Nine million year old Mastodon remains found in Canakkale, Turkey

TRT World talks to Serdar Mayda, paleontologist, about the Mastodon remains that were recently unearthed in Canakkale’s Ezine district.

The teeth of a Mastodon found in Canakkale, Turkey, going back nine million years.

The teeth of a Mastodon found in Canakkale, Turkey, going back nine million years.

Serdar Mayda has a background in Geology Engineering, with a master’s degree in Paleontology and a doctorate in Biology. He has been working on vertebrate paleontology for the past twenty years.

According to Mayda, the remains were found by a group of fishermen in Canakkale’s Ezine district, on the shores of Yenikoy. Shortly thereafter, the fossilised samples were taken to Canakkale Troya Museum with the leadership of Canakkale Onsekiz Mart University’s (COMU) Engineering Faculty Geology instructor, Sevinc Kapan.

“The remains belong to a tusked mammal (Proboscidea) that lived about nine million years before our time and two different animals.

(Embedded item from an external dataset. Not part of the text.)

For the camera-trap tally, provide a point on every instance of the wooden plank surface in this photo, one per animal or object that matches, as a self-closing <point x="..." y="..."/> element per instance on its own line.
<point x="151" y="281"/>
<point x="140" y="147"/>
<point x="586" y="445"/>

These fossils consist of a semi-adult animal molar tooth and a baby tooth belonging  to a young animal,” Mayda tells TRT World in an email.

“In light of the morphological and biometric data the teeth present, I can say that the remains belong to what appears in the literature as the ‘shovel-tusk elephant’ or the ‘Mastodon’ grandincisivus that lived during the early stages of the late Miocene Era in Southeast Europe, Anatolia, the Middle East and Iran,” he adds.

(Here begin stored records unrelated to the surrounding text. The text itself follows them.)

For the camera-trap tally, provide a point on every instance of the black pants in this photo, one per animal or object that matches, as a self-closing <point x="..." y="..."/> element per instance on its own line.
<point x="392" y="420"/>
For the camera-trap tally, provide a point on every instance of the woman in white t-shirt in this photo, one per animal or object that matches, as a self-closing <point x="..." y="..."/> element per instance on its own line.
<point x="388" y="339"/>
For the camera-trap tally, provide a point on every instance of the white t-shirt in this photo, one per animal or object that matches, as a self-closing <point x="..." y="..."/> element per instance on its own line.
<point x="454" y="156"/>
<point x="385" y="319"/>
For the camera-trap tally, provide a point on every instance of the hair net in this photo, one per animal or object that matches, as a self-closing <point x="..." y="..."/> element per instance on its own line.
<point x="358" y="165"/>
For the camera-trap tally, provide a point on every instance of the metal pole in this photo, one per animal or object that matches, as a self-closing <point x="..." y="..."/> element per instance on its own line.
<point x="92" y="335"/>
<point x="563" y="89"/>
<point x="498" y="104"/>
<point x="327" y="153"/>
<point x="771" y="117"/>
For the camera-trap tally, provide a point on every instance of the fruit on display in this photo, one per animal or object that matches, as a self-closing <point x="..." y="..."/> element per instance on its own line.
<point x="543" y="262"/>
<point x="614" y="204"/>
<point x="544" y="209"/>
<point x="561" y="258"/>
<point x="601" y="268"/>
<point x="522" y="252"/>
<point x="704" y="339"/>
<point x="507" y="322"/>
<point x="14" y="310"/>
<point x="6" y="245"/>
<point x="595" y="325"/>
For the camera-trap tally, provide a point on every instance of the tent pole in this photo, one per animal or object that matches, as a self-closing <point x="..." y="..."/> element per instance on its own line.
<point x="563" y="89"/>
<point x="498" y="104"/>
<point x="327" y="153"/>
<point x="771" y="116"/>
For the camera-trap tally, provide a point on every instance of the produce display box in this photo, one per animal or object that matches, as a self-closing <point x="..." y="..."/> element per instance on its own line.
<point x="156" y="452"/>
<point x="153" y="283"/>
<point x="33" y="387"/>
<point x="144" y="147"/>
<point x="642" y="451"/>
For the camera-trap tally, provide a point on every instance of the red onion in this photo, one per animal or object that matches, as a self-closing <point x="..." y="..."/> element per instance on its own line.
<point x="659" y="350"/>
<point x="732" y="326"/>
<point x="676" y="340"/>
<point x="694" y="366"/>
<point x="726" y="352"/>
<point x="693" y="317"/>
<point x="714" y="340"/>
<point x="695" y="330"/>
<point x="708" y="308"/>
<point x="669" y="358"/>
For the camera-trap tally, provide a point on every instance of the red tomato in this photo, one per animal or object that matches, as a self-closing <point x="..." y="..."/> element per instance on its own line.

This species is an ancestor of modern elephants, and occupies a controversial systematic position. It is a rare species, found in fossil beds in small numbers in the last 80 years in Turkey in Tekirdag, Enez, Istanbul - Kucukcekmece and Rami areas.

“The animals weighed more than five tonnes and their dimensions were close to African elephants. For example, a significant difference to other findings in Turkey,” Mayda says, “is that the remains in Yenikoy are much larger than all other samples of this species.”

“Paleontology, to give a short description” Mayda tells TRT World, “is the branch of science exploring organisms who lived in the past with the help of fossils. Fossils hold a mirror to the past.”

“A fossil gives clear clues to the approximate body form of the animal because it is a preserved version of the organism’s outer and/or inner skeletal structure,” he adds. “These forms also help us discern the close family ties of the fossil organism.”

“Turkey was a crossroads country in the Tertiary Period between Europe, Asia and Africa,” Mayda writes. “It was on the migratory path of mammals, as well as being a big geographical province that allowed many endemic fauna to evolve.”

According to Mayda, there are vertebrate fossils going back 200 million years, and mammal fossils going back 55 million years. Meanwhile, invertebrate fossils go back 500 million years. “Our country is one of the important countries in Europe based on fossil beds.”
Mayda says that every year, for the last forty years, there has been paleontological surface research and many excavations carried out with the oversight of the ministry [of Culture and Tourism],“which is why Turkey has a very rich fossil inventory. In these excavations, every year there are very special remains dug up belonging to very special fossils.”

“This fossil ‘Mastodon’ and also in light of other fossil species from the area we can say that nine million yeas ago on both shores of Canakkale there was a subtropical climate and a lush forest covering.”